Slower-than-expected U.S. economic growth drags down dollar against major currencies
Gold and other precious metals are heading towards their second consecutive monthly gains after the U.S. Department of Commerce reported a slower-than-expected Q2 FY16 economic growth. This in turn dragged down the US dollar on Friday, July 29th, 2016, as reported by Reuters. Another major factor propelling gold to new heights is the weakening of the greenback against major global currencies, especially the yen, after the Bank of Japan’s stimulus fell short of market expectations.
Gold, silver, and other platinum group metals (PGMs) had witnessed a sharp rally in early June 2016, after the Brexit vote outcome had resulted in a shake-up of the global financial markets. Most of the demand for silver and PGMs comes from industrial users, mainly the electronics sector. While gold is considered a traditional safe haven investment in times of turmoil, the sudden spurt in prices of other precious metals partly reflects greater industrial demand.
A look at gold
Gold hit a near three-week high on Friday, July 29th, 2016, after the U.S. Department of Commerce reported that GDP grew by 1.2% in Q2 FY16, far lesser than estimates of a 2.6% growth rate. U.S. gold rose 0.6% to $1,349.00 an ounce on July 29th, 2016, after the dollar fell 1.1% against a basket of six major currencies.

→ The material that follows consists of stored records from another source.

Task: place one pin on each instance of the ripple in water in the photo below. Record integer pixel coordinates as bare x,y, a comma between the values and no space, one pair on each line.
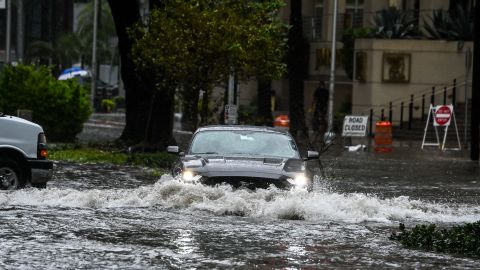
319,205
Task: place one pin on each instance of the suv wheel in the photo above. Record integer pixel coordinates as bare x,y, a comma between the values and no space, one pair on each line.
11,176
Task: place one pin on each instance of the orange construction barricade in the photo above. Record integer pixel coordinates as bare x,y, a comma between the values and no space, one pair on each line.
383,137
282,121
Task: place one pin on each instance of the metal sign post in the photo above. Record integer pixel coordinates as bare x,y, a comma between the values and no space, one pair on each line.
442,116
354,126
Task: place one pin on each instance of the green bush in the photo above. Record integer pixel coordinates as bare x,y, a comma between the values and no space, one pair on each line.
462,239
60,107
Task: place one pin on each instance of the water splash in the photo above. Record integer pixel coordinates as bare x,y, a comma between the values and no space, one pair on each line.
321,205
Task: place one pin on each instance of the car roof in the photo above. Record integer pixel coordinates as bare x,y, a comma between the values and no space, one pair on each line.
244,128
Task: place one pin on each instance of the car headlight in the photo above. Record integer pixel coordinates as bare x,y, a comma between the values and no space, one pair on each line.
300,180
189,176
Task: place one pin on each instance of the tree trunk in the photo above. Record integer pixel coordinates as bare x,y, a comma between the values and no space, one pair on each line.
190,108
475,113
139,89
264,102
297,65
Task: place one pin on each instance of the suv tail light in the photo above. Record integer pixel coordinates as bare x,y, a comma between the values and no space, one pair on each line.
42,152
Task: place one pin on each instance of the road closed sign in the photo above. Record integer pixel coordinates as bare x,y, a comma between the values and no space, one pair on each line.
355,126
442,115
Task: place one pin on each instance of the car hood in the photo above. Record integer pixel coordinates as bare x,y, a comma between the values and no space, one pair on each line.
264,167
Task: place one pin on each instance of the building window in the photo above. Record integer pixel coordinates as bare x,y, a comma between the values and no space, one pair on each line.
399,4
353,13
319,7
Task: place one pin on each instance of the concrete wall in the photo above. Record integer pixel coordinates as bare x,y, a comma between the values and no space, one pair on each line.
432,63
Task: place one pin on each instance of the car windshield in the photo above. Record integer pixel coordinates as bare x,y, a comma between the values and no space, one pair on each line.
250,143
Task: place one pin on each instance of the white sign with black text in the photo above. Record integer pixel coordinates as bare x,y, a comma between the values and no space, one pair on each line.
231,114
355,126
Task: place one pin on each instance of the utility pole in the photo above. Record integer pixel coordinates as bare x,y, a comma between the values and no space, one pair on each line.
475,113
329,134
8,32
94,52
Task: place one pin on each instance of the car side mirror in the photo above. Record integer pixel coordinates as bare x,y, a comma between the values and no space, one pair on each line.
173,149
312,155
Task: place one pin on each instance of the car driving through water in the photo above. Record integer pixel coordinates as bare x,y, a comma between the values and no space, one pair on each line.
243,156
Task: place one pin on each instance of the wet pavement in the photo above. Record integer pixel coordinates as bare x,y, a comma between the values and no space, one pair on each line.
114,217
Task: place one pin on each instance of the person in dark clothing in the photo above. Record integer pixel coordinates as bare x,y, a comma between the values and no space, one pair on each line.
320,105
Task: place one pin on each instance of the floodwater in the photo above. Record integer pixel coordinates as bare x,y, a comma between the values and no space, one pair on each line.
101,217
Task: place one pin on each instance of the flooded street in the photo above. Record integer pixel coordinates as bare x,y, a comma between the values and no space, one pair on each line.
102,217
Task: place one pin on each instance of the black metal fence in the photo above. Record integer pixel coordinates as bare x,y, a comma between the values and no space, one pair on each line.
404,109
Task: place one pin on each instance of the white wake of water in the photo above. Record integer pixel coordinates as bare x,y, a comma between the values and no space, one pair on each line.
319,205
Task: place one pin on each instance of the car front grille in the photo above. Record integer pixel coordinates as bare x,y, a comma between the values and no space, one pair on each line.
248,182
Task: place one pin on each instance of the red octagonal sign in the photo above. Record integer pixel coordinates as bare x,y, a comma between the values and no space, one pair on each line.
443,114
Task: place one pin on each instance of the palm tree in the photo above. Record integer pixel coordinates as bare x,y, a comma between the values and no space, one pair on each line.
456,24
394,23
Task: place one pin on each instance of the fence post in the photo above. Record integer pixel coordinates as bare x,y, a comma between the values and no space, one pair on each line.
390,113
410,113
432,97
371,121
401,115
423,107
445,96
454,92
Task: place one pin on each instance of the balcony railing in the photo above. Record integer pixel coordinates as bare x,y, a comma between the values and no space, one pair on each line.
313,26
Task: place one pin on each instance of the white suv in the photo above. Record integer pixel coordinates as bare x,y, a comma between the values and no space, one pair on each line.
23,154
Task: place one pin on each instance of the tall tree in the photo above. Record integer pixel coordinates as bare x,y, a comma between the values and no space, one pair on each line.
297,59
193,45
264,102
148,115
475,113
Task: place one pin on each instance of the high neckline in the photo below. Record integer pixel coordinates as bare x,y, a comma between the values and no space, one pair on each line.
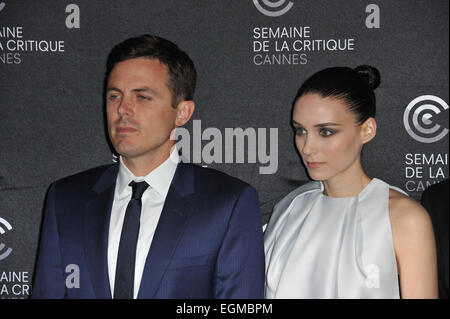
362,192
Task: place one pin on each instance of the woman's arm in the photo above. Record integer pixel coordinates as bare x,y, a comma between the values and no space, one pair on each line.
414,247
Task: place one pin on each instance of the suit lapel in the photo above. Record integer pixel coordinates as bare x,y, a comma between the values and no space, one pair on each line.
97,216
168,231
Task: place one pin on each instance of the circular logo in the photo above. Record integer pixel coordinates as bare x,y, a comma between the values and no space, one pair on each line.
273,8
419,119
4,252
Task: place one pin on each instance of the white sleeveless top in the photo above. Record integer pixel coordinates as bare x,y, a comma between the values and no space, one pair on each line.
326,247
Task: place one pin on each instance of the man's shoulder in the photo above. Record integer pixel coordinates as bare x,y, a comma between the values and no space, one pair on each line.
87,178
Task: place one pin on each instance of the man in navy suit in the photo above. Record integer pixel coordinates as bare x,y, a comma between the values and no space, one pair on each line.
150,226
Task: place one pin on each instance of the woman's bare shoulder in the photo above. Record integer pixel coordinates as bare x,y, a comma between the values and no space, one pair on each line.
406,214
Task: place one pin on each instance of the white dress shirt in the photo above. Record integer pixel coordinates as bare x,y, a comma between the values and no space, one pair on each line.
153,198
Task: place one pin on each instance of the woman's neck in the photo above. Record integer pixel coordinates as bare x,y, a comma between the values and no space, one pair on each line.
346,184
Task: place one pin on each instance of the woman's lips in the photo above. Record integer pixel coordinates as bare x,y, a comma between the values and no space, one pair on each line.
314,164
125,130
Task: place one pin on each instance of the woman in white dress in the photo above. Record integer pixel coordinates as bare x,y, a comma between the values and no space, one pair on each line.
345,235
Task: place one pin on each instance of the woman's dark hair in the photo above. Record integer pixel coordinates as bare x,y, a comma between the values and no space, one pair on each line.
355,86
182,73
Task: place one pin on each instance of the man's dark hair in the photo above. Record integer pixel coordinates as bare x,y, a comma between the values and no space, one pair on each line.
182,73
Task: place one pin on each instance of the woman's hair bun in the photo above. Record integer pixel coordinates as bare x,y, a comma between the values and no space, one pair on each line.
370,73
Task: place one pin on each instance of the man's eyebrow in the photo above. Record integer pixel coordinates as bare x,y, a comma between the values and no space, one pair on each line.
145,89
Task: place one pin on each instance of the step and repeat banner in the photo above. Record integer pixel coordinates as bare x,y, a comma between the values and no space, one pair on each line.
251,57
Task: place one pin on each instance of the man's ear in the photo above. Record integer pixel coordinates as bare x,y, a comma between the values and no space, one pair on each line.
185,109
368,130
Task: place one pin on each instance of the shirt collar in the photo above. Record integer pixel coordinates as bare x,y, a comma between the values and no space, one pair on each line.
159,179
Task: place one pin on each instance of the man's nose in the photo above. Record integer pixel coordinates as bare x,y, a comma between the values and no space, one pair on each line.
126,106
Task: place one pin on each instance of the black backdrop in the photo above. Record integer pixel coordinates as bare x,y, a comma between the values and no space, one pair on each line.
251,57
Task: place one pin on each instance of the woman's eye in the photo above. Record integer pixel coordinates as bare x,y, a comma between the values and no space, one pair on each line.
143,97
112,97
326,132
299,131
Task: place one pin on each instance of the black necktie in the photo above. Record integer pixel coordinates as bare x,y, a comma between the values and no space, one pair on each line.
124,281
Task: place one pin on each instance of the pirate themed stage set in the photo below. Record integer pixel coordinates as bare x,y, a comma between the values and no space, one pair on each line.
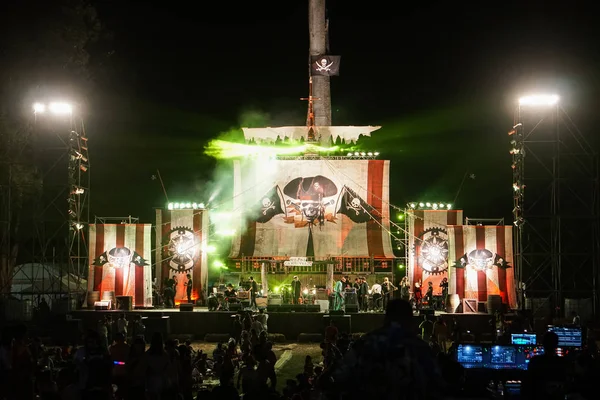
305,223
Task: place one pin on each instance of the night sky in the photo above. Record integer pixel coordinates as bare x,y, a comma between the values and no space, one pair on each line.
441,79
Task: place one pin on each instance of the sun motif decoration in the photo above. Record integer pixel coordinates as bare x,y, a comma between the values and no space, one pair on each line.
182,250
433,255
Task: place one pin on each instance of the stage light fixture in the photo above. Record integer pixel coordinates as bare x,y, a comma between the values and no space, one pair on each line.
539,100
39,108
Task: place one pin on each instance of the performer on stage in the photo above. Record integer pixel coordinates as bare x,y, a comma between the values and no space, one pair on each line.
339,291
188,287
388,288
444,286
376,293
405,289
429,295
362,293
253,292
296,290
418,295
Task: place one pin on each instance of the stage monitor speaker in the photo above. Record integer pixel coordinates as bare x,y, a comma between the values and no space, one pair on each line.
351,308
125,303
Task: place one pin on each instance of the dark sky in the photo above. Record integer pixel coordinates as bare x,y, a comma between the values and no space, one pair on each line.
442,79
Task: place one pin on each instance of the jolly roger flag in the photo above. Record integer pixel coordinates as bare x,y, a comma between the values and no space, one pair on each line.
269,206
352,206
325,65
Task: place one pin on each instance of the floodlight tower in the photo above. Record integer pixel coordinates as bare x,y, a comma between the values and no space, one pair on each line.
555,205
64,214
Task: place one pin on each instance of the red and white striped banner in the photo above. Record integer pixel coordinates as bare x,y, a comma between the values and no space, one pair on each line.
120,261
428,245
485,257
181,243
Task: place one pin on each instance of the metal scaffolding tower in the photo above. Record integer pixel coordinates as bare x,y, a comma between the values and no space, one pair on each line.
556,203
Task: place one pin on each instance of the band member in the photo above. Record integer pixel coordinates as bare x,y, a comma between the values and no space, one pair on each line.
338,292
188,287
253,292
387,288
418,295
429,294
444,286
376,293
405,289
362,293
296,290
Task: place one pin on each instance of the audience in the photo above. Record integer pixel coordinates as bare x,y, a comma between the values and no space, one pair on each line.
390,362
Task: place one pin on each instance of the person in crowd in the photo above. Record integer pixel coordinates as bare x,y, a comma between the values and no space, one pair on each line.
440,334
158,382
391,359
576,319
122,324
263,318
547,374
253,293
119,354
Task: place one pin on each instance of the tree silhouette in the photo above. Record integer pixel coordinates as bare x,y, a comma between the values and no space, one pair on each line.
44,49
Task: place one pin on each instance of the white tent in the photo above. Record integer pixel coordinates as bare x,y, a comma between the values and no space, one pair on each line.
35,278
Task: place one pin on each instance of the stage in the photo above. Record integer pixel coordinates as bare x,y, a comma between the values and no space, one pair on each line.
201,322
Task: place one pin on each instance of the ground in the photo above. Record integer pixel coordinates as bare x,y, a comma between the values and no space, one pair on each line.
290,358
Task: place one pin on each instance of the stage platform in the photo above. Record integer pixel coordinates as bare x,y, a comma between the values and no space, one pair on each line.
201,322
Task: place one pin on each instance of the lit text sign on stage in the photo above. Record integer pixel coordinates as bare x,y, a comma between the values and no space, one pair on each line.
298,262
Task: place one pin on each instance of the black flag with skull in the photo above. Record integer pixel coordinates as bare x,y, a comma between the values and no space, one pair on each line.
269,205
325,65
353,206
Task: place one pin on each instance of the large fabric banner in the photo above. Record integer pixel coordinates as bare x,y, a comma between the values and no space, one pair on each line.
428,245
312,208
481,263
181,243
120,258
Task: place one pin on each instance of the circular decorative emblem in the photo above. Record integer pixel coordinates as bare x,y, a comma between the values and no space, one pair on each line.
434,250
182,250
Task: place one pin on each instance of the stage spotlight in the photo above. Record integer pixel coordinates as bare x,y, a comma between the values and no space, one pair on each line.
539,100
39,108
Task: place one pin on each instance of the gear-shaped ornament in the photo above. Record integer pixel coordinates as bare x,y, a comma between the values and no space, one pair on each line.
181,250
434,250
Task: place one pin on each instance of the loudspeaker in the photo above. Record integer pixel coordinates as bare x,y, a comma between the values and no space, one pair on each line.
351,308
125,303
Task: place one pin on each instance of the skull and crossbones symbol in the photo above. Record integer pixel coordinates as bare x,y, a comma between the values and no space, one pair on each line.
322,66
267,204
354,204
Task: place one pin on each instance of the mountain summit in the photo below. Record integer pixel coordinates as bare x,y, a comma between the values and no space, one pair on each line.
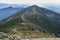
33,18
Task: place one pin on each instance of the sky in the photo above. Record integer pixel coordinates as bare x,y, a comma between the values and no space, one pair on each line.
30,1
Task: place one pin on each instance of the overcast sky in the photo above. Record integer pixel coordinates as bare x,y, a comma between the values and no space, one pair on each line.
30,1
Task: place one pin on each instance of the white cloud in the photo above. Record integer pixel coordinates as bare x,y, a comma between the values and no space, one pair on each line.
30,1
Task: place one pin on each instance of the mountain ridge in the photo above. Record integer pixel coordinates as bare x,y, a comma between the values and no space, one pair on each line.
33,18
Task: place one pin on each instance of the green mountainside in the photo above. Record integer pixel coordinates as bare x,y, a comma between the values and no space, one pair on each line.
34,19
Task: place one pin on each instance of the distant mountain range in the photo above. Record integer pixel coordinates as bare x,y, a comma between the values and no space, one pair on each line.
33,18
6,11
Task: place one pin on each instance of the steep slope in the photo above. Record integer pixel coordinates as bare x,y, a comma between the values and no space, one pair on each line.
33,18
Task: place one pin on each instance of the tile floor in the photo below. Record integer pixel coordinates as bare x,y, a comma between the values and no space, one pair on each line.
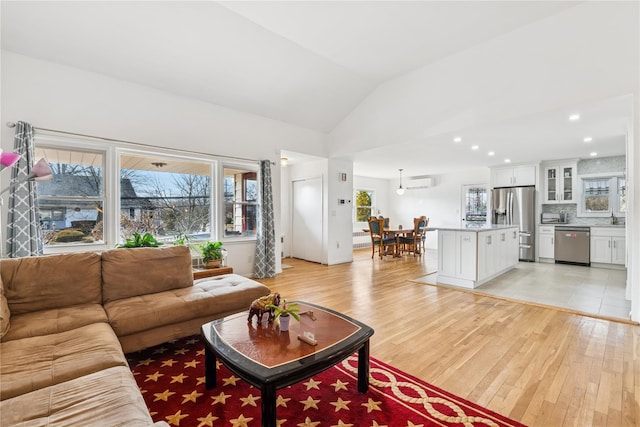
596,291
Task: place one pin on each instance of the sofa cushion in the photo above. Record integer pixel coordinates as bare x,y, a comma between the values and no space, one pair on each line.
55,320
138,271
32,363
207,297
108,397
51,281
5,314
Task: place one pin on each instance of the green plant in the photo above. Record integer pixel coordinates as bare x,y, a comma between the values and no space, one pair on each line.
140,241
69,235
287,309
211,251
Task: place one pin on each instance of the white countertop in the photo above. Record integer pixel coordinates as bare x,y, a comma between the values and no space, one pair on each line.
475,229
584,225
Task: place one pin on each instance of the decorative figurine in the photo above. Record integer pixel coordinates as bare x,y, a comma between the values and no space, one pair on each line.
259,307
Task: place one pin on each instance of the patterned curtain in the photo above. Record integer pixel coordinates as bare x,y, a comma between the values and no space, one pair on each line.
265,265
23,228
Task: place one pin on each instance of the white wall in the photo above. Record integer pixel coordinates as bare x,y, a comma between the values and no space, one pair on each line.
340,241
577,56
68,99
440,203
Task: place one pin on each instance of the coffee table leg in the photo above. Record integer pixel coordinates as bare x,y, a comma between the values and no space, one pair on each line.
363,368
209,368
268,406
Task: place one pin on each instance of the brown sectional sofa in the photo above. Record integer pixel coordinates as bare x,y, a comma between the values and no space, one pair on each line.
66,322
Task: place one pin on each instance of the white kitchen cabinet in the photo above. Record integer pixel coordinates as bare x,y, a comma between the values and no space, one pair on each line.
513,246
546,248
608,245
468,258
487,254
461,261
560,183
513,176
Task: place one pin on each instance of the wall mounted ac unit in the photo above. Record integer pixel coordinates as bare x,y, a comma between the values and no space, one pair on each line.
419,182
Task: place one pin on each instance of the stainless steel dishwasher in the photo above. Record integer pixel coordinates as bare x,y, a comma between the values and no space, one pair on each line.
572,245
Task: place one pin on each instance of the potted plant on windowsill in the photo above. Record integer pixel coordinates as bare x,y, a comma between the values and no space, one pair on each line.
140,241
284,313
212,254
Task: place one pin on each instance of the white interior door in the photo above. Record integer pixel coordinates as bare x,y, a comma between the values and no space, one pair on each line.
306,235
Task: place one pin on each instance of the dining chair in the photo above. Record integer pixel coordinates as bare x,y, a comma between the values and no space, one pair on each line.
378,239
386,221
415,242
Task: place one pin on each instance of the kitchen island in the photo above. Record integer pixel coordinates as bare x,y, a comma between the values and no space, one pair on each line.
469,257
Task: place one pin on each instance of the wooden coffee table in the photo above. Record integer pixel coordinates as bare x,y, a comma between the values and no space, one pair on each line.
270,359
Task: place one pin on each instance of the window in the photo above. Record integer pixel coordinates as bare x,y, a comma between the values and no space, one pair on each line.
364,205
71,205
622,195
169,197
596,195
240,202
475,204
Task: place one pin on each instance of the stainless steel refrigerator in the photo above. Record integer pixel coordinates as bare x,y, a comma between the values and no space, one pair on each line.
516,206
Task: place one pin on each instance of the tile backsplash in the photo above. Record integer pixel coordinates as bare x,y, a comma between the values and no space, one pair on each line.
584,167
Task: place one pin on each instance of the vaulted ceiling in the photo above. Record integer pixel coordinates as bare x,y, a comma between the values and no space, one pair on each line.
314,65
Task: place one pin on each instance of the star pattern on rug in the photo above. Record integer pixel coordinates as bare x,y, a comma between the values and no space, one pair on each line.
241,421
191,397
339,385
341,404
250,400
178,378
207,420
176,418
163,396
310,402
172,382
221,398
154,377
309,423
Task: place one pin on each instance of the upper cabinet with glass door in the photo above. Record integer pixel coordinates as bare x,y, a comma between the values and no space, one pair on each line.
560,183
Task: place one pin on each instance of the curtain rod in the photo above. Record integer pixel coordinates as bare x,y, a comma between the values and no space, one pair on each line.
12,125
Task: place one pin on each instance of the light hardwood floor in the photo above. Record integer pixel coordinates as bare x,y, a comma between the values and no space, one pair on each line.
540,366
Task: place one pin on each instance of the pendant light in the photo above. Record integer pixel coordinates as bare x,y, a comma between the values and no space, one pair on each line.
400,189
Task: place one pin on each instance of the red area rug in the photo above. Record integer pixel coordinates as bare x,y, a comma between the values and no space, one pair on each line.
171,378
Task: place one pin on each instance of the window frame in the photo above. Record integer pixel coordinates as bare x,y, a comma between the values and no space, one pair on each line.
355,203
614,199
47,141
111,151
249,168
164,154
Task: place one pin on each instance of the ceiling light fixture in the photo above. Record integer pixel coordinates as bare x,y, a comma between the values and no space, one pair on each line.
400,189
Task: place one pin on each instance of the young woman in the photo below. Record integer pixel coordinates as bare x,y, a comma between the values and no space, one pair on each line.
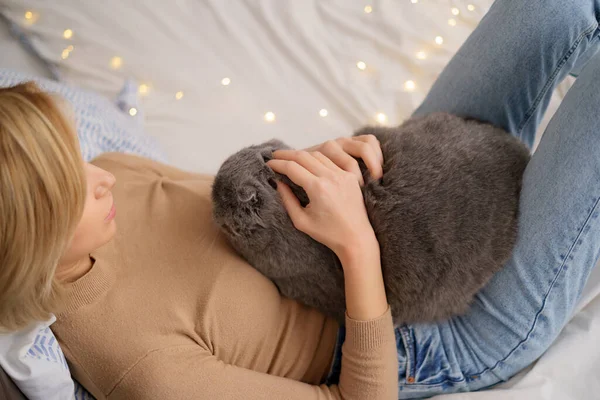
165,309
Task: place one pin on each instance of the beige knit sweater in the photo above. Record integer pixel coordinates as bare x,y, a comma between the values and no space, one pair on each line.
169,311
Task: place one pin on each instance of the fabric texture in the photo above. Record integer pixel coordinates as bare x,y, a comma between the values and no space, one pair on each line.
504,74
170,311
33,358
34,361
102,125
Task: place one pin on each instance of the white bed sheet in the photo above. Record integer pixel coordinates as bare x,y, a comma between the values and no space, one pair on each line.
293,58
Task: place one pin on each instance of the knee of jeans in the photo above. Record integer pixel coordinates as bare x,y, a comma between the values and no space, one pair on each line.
423,360
553,14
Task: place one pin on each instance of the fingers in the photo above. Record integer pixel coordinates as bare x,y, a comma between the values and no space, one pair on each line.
291,203
373,142
334,151
367,153
302,158
297,173
326,161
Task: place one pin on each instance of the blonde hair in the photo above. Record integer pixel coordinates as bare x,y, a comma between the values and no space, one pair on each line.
42,195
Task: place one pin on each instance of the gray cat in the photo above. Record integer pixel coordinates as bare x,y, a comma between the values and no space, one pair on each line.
444,213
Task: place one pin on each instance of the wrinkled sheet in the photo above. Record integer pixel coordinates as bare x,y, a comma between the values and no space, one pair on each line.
292,58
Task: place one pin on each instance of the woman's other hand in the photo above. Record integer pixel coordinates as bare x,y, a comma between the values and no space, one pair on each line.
336,215
344,150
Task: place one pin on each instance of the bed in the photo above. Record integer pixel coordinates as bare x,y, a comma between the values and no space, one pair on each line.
216,76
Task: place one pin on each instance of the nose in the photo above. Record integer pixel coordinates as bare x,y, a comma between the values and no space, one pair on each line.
103,182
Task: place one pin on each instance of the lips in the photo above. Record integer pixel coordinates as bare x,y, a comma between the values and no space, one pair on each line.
111,213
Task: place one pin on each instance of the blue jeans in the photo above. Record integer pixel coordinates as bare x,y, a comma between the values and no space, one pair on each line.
504,74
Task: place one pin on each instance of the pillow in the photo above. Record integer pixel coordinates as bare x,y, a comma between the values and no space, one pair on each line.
34,360
102,125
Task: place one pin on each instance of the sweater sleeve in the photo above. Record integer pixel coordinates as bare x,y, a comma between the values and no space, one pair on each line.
369,371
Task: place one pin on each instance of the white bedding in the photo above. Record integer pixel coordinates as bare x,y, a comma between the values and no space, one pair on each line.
292,58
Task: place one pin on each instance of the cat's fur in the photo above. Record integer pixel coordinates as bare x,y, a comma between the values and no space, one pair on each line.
445,215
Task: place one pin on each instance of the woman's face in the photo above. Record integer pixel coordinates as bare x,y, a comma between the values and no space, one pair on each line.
97,225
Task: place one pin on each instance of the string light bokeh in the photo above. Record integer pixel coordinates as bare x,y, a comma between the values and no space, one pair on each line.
410,85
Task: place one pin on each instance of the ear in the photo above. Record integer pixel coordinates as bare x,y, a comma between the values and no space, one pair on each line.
247,194
269,147
378,131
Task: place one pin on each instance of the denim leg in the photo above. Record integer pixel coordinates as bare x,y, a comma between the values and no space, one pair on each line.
504,74
506,70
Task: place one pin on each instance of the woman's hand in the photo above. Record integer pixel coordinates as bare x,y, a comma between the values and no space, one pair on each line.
336,215
343,150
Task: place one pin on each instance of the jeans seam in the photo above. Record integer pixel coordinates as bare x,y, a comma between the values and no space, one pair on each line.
560,270
544,90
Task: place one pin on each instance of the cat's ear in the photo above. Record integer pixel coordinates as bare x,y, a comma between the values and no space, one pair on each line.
269,147
377,131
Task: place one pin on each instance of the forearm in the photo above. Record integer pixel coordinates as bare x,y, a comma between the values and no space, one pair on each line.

The Fed’s decision to hike interest rates is interlinked with steady economic growth; hence, given the disappointing figures of Q2 FY16 GDP growth rates, gold rates are expected to rise higher in the near term. At its policy meeting held on July 26-27th, 2016, the Federal Reserve did not indicate an increase in interest rates later in 2016. Gold rates were being held in control over the Fed’s uncertainty over interest rate hikes ever since it rallied to more than two-year highs after the Brexit vote in June 2016.
Currency pulse – Dollar v/s Yen
The U.S. currency’s decline was also due to the strengthening yen, after the Bank of Japan (BOJ) failed to make a positive impact on investors by increasing monetary stimulus through only a minor increase in purchases of exchange-traded funds on Friday, July 29th, 2016. With these steps, the BOJ is trying to spur growth and accelerate inflation towards its 2% target over the next two years. By stoking the government’s massive stimulus package of over 28 trillion yen, the BOJ is looking to maximize the result of its measures on the world’s third-largest economy, which is struggling to escape decades of deflation and near economic crisis.
Platinum – rise of the metal
Silver was up 0.3% at $20.22 an ounce, and headed for a second monthly gain on Friday, July 29th, 2016, while Palladium rose 1.2% to $704.50 an ounce, which was its highest since October 2015. It is up 18% so far in July 2016, and on track to notch up its best monthly performance since February 2008. Platinum climbed 1.5% to $1,146.25 an ounce on Friday, July 29th, 2016, and was on track for its best month since January 2012, clocking more than 10% growth in July 2016. It hit a 14-month high on Wednesday, July 27th, 2016. While economists are unclear as to whether or not fundamental motivations have been driving the current PGM rally, it remains to be seen whether further spurts in precious metal prices can be sustained over the long term.